You can get your mandevilla to bloom after winter by giving it three things at the right time. Your vine needs more light, regular feeding, and a good spring pruning. These three triggers wake the plant up from its winter rest and push it to produce fresh stems where flowers will form. Miss any one of these steps and your vine will be slow to bloom or skip flowering for weeks.
The most important fact about this vine is that it blooms on new growth per MSU Extension. Old stems from last year won't produce flowers. You need fresh shoots to get buds. This means spring pruning isn't optional if you want a heavy bloom season. Cut your vine back by about one-third in early spring before new growth starts. This forces the plant to push out lots of new branches where flowers will form.
I wait until mid-May to move my mandevilla back outside after winter. Before I roll the pot out, I prune it back hard and remove any dead or weak stems. The first buds showed up about three weeks after that spring pruning last year. By early July the whole trellis was covered in pink blooms. That timing has worked well for me every year since I started growing these vines.

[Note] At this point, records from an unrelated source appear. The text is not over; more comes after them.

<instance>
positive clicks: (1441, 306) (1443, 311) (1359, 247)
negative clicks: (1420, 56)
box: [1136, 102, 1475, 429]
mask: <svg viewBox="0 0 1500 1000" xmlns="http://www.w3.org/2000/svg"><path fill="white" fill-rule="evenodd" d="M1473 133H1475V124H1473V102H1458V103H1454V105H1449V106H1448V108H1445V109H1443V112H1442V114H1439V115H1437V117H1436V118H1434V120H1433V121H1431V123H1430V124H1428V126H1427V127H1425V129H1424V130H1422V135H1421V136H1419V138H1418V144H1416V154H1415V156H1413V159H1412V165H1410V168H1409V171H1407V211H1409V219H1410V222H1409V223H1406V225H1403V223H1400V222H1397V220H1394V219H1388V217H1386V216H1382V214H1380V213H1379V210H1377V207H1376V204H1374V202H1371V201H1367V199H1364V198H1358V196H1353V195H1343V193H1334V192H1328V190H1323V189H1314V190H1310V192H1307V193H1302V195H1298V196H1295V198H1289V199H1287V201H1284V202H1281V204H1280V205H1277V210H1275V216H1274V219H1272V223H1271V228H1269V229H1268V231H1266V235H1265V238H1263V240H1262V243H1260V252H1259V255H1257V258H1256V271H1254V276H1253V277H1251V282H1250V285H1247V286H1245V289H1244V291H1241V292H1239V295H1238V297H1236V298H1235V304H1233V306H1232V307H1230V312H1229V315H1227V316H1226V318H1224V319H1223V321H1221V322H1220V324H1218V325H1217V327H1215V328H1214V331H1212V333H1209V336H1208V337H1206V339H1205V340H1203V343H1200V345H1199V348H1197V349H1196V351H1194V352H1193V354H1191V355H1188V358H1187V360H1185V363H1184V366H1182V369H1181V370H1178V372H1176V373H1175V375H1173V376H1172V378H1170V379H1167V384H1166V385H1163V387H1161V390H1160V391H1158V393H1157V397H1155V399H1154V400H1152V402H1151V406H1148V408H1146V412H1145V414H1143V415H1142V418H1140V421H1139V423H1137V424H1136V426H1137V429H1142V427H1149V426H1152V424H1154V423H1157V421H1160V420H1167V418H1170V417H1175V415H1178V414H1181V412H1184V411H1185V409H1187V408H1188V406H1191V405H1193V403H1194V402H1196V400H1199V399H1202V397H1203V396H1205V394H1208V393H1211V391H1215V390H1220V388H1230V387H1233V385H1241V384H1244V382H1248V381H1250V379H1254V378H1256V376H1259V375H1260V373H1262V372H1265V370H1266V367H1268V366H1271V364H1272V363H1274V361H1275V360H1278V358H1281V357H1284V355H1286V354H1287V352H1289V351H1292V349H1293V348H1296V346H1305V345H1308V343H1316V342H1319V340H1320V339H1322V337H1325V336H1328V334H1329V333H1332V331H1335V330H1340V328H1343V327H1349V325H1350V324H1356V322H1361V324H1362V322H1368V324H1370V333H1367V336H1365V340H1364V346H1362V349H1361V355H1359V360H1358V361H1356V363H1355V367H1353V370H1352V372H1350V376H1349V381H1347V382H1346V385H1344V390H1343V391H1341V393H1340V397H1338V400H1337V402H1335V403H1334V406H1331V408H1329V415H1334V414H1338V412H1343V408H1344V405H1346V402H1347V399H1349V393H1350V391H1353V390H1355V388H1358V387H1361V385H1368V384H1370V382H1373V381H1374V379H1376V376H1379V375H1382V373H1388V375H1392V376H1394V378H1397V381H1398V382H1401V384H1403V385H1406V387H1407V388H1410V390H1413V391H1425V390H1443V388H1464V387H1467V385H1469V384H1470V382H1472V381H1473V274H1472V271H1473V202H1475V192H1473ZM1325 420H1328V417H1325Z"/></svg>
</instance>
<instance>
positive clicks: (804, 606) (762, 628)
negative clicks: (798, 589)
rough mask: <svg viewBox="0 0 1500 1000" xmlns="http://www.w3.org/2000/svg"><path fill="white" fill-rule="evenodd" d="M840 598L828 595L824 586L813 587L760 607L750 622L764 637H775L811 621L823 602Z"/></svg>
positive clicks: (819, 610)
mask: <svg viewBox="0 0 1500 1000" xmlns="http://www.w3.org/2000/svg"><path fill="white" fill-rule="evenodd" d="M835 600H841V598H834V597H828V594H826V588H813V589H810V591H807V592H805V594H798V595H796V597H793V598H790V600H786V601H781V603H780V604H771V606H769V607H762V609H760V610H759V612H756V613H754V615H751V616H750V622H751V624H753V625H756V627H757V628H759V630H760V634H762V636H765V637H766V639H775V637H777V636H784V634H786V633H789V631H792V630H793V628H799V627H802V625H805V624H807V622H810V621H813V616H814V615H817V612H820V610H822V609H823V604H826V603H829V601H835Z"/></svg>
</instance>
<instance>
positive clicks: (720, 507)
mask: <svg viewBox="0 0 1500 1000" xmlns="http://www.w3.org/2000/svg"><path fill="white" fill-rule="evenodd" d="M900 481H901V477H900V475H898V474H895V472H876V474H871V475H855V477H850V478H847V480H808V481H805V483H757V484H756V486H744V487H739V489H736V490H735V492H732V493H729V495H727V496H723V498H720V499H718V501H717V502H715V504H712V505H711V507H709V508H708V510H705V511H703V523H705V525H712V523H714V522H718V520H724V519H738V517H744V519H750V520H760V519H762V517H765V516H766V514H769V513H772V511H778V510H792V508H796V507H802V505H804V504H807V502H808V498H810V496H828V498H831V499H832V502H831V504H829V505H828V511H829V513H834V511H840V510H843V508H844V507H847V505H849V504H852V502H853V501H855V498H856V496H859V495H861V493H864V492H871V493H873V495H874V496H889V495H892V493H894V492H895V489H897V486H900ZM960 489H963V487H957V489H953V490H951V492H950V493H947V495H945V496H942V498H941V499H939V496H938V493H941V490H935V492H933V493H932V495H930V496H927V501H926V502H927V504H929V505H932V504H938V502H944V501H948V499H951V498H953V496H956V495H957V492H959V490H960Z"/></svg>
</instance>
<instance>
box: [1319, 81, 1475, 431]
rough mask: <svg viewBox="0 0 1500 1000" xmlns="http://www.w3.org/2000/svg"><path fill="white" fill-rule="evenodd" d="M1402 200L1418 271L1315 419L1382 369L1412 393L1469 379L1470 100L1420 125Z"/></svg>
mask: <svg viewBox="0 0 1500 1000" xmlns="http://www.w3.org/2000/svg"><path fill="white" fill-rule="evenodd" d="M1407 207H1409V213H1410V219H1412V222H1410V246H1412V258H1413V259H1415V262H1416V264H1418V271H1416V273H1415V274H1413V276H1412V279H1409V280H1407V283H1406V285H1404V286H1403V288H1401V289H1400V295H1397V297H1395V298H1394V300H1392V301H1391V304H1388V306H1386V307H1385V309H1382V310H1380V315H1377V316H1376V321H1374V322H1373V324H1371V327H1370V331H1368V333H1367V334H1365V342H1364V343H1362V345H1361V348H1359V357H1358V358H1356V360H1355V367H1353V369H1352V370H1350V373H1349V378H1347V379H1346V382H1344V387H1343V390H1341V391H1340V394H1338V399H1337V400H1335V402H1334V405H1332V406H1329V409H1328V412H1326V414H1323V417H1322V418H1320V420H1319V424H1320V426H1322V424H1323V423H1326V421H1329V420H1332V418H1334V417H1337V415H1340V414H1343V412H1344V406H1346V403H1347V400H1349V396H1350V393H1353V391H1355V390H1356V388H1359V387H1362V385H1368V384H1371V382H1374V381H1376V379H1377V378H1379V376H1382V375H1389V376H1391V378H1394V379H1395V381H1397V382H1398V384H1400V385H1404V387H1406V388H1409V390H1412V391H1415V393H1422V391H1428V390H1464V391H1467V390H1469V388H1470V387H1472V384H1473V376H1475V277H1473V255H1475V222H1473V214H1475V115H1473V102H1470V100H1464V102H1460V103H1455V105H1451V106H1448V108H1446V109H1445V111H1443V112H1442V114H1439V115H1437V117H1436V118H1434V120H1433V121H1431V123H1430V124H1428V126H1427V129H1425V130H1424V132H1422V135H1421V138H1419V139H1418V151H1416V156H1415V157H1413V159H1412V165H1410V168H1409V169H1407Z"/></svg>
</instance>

Good mandevilla spring care starts with a gradual move outdoors over seven to ten days. Don't put your vine in full sun right away or the leaves will burn. Start in a shady spot for the first two days. Then give it a few hours of morning sun and add an hour each day after that. By the end of the week your vine can handle full sun all day without any leaf damage.
Resume feeding as soon as you see new growth poking out from the stems. Use a 10-20-10 fertilizer every two weeks per Clemson Extension. The higher middle number feeds flower production over leaf growth. Your vine also needs at least 6 hours of direct sun each day for buds to form. Less sun means fewer flowers no matter how much you feed the plant.

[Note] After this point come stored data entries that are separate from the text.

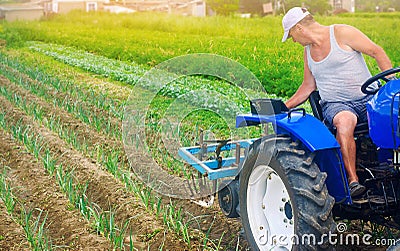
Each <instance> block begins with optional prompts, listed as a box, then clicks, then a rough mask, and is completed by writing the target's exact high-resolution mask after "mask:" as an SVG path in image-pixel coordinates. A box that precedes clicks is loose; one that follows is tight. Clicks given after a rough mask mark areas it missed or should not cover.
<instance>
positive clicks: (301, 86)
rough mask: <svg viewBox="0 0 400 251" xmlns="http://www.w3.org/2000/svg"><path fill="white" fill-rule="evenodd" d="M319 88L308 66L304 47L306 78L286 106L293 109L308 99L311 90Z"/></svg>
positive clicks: (290, 98) (305, 74) (304, 69)
mask: <svg viewBox="0 0 400 251" xmlns="http://www.w3.org/2000/svg"><path fill="white" fill-rule="evenodd" d="M316 88H317V86H316V84H315V79H314V76H313V75H312V73H311V71H310V69H309V68H308V61H307V54H306V51H305V49H304V79H303V83H301V85H300V87H299V88H298V89H297V91H296V93H295V94H294V95H293V96H292V97H291V98H290V99H289V100H288V101H286V102H285V104H286V106H287V107H288V108H289V109H291V108H294V107H296V106H298V105H300V104H302V103H303V102H304V101H306V100H307V98H308V96H310V94H311V92H313V91H314V90H315V89H316Z"/></svg>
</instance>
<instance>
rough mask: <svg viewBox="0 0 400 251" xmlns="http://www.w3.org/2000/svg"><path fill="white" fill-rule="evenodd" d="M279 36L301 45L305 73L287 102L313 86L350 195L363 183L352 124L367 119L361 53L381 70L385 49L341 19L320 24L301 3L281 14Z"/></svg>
mask: <svg viewBox="0 0 400 251" xmlns="http://www.w3.org/2000/svg"><path fill="white" fill-rule="evenodd" d="M282 25H283V29H284V35H283V39H282V42H284V41H286V40H287V39H288V38H292V40H293V42H297V43H299V44H301V45H302V46H304V78H303V82H302V83H301V85H300V87H299V88H298V89H297V91H296V93H295V94H294V95H293V96H292V97H291V98H290V99H289V100H288V101H287V102H286V106H287V107H288V108H289V109H290V108H293V107H296V106H297V105H299V104H301V103H303V102H304V101H306V100H307V98H308V96H309V95H310V94H311V92H313V91H314V90H316V89H317V88H318V90H319V94H320V96H321V106H322V111H323V116H324V122H325V123H326V124H327V126H328V127H331V128H332V127H333V126H334V127H336V139H337V140H338V142H339V144H340V146H341V152H342V155H343V161H344V165H345V168H346V172H347V177H348V182H349V188H350V194H351V196H352V197H354V196H359V195H361V194H363V193H364V192H365V190H366V188H365V187H364V186H363V185H361V184H360V183H359V182H358V176H357V173H356V144H355V141H354V135H353V134H354V129H355V126H356V124H357V123H358V122H365V121H367V114H366V106H365V103H366V102H367V101H368V100H369V99H370V98H371V96H370V95H366V94H364V93H362V92H361V85H362V84H363V83H364V82H365V81H366V80H367V79H368V78H370V77H371V73H370V72H369V70H368V68H367V65H366V64H365V61H364V58H363V55H362V53H364V54H366V55H368V56H371V57H373V58H374V59H375V60H376V62H377V64H378V67H379V68H380V69H381V70H382V71H384V70H388V69H391V68H392V64H391V62H390V59H389V58H388V56H387V55H386V53H385V51H384V50H383V49H382V48H381V47H380V46H378V45H376V44H375V43H374V42H372V41H371V40H370V39H369V38H368V37H367V36H366V35H365V34H363V33H362V32H361V31H359V30H358V29H356V28H354V27H352V26H349V25H344V24H336V25H330V26H324V25H321V24H319V23H318V22H316V21H315V20H314V18H313V16H312V15H311V14H310V13H309V12H308V11H307V9H305V8H300V7H295V8H292V9H290V10H289V11H288V12H287V13H286V15H285V16H284V17H283V20H282Z"/></svg>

If your mandevilla not blooming after a few weeks outdoors, check your light and feeding first. These are the two most common reasons for a bloom delay. Your vine might be in a spot that gets shade in the afternoon when it needs full sun. Or you might have skipped the spring fertilizer that fuels flower production. Fix these two issues and most vines start budding within a couple of weeks.
Another common mistake is leaving the old growth from last year without pruning. Those woody stems won't flower. They just take up space and block light from reaching new shoots. Grab your pruners and cut back any bare or leggy stems to a point just above a leaf node. New branches will sprout from those cuts within days.
Water your vine well during the transition back to active growth. The soil should stay moist but not soggy while your plant ramps up. Check the pot every day in warm weather since outdoor heat dries the soil fast. A well-watered vine with good sun, fresh pruning cuts, and regular meals will give you blooms from early summer through fall. You'll wonder why you ever worried about getting it started again.